Daughter of the 'Happy Face Killer' Talks About Growing Up With a Serial Killer Dad
Melissa Moore heard dad say: 'I know how to kill someone and get away with it.'
Aug. 20, 2010— -- Growing up, Melissa Moore adored her father. She had a modest upbringing in rural Toppenish, Wash. and remembers the fun times they had together. "I have memories of riding my bike and my dad would run behind me as I would be peddling," she said.
Not once during her early childhood did she suspect her father was capable of becoming "the Happy Face Killer."
Moore is the oldest of three children, and always looked forward to when her dad, a long-haul truck driver, would come home from a trip.
"The first thing I would do when he got out of the car is I would run up to him and go for his pockets with the change that he had left over from the day and I got to keep the change," she said.
Keith Jesperson was a doting father when his children were little, but behind the loving facade, his daughter says, were the darkest of secrets. Secrets he mostly managed to keep hidden from his family, except for one traumatizing day that Moore still remembers vividly.
She was just a young girl when she saw her father torture animals. "I found some little kittens, he grabbed them by the tail and hung them on the clothesline," she said.
Frightened, she ran inside to get her mother, Rose Hucke, but by the time she came back, it was too late. "I remember bending down and seeing that they were dead."
Moore believed that's when she first saw her father's darker side. "I think I caught a glimpse of the sociopath, the part of where felt in control over me and that he enjoyed it. I got the sense that there was another side to him," she said.
Moore's mother fell in love with Jesperson when she was a teenager. The two were married in 1975. "When you're young, you don't realize that this person's gonna become who they become," she said. "At the time he was a very charismatic, considerate young man and I had no clue that this is what he would become."
Jesperson would turn out to be one of the country's most notorious serial killers, known as the "Happy Face Killer." The nickname began because he signed anonymous confession letters with a smiley face.
After a few years of marriage, Hucke said strange women started calling the house and she suspected her husband was having affairs.

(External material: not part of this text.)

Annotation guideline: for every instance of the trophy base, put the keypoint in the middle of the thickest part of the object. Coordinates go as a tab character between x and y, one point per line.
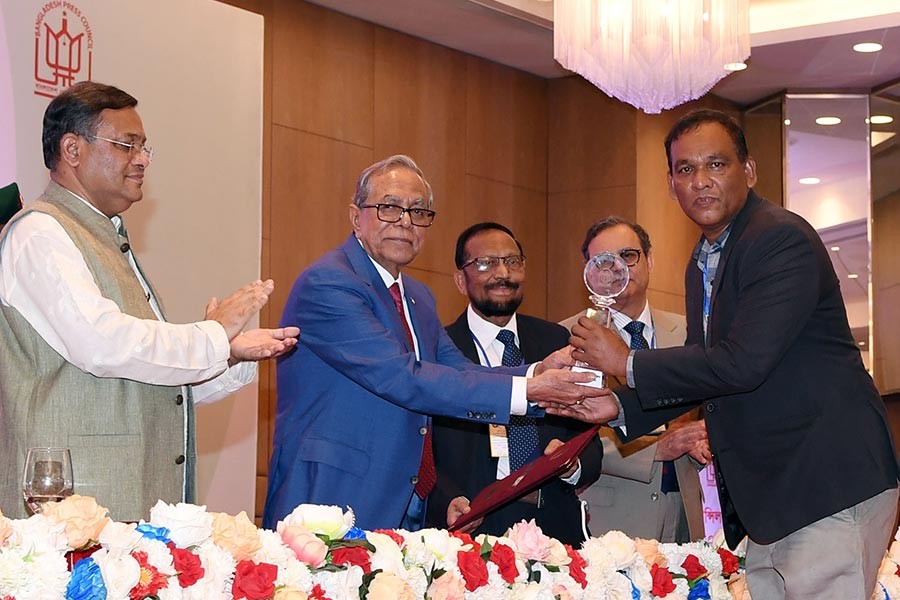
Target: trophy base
599	377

The marriage started to crumble, and the final straw came for Hucke while she and her husband were on a road trip. "We took a little walk ... and there was a bunch of young men and he grabbed me and threw me in their arms and said, 'Here, you can have [her],' and walked away," she recalled.
Hucke had had enough, and she knew it was time to get away from her husband of 14 years. So while he was on the road, she packed up her three children, and drove 200 miles to Spokane, Wash. to move into her mother's basement. Her daughter Melissa was only 10 years old at the time.